The re-naming would also have confirmed a trend well- established in the United States where donations to good causes buy status and, for the most generous donors, immortality.
Mark Phillips, who explored the American charity scene for a Modern Times documentary programme, The Generous Rich, to be broadcast later this month, said: "In New York, philanthropy is a means to climb socially. People are loathe to admit it, but it's clear."
Colin Tweedy, director of the Association for Business Sponsorship of the Arts, said the situation in Britain differed from America, but British benefactors increasingly wanted people to know about their gifts. "It's a very interesting phenomenon. We're getting more and more of it. As the state's role is reduced, corporates and individuals are becoming more important," he said. "A lot of the great givers in Britain were - or are - Jewish and the Jewish philosophy is that the best gift is an anonymous gift. However, most human beings want immortality. Very few individuals are so altruistic that they do not want their name used."

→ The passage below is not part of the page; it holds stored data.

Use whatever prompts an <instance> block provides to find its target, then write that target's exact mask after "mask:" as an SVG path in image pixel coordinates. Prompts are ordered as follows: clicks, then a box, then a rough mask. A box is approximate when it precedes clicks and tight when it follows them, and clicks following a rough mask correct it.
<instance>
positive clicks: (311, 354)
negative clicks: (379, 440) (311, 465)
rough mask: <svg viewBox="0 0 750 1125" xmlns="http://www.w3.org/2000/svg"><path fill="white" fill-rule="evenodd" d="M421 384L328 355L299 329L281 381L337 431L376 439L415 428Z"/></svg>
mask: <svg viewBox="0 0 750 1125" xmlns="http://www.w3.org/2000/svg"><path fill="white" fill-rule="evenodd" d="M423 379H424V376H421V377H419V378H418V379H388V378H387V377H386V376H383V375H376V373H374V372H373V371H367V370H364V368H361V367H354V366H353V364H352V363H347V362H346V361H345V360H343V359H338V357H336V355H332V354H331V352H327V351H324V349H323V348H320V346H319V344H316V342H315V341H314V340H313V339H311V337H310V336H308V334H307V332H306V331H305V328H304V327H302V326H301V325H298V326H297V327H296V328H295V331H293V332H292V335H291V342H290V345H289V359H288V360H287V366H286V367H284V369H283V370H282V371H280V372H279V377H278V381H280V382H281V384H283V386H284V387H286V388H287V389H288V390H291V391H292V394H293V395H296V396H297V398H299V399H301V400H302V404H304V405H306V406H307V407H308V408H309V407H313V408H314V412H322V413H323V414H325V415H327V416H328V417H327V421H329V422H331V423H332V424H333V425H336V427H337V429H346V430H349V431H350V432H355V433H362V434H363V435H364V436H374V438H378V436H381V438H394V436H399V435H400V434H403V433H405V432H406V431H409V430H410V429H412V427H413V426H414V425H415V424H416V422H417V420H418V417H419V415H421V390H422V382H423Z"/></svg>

So now there is the Rupert Murdoch chair of communications at Worcester College, Oxford, Sir John Moores Uni- versity in Liverpool and the Sainsbury wing of the National Gallery. One of the greatest philanthropists of our time is Vivien Duffield, daughter of the entrepreneur Charles Clore, who has given away pounds 90m of her own money.
Yet there are those who shun publicity. Janice Blackburn, who yesterday won an award sponsored by Montblanc honouring individual patrons of the arts, said she and her husband, David, a property developer, did not want anything named after them. "It's the work that interests me."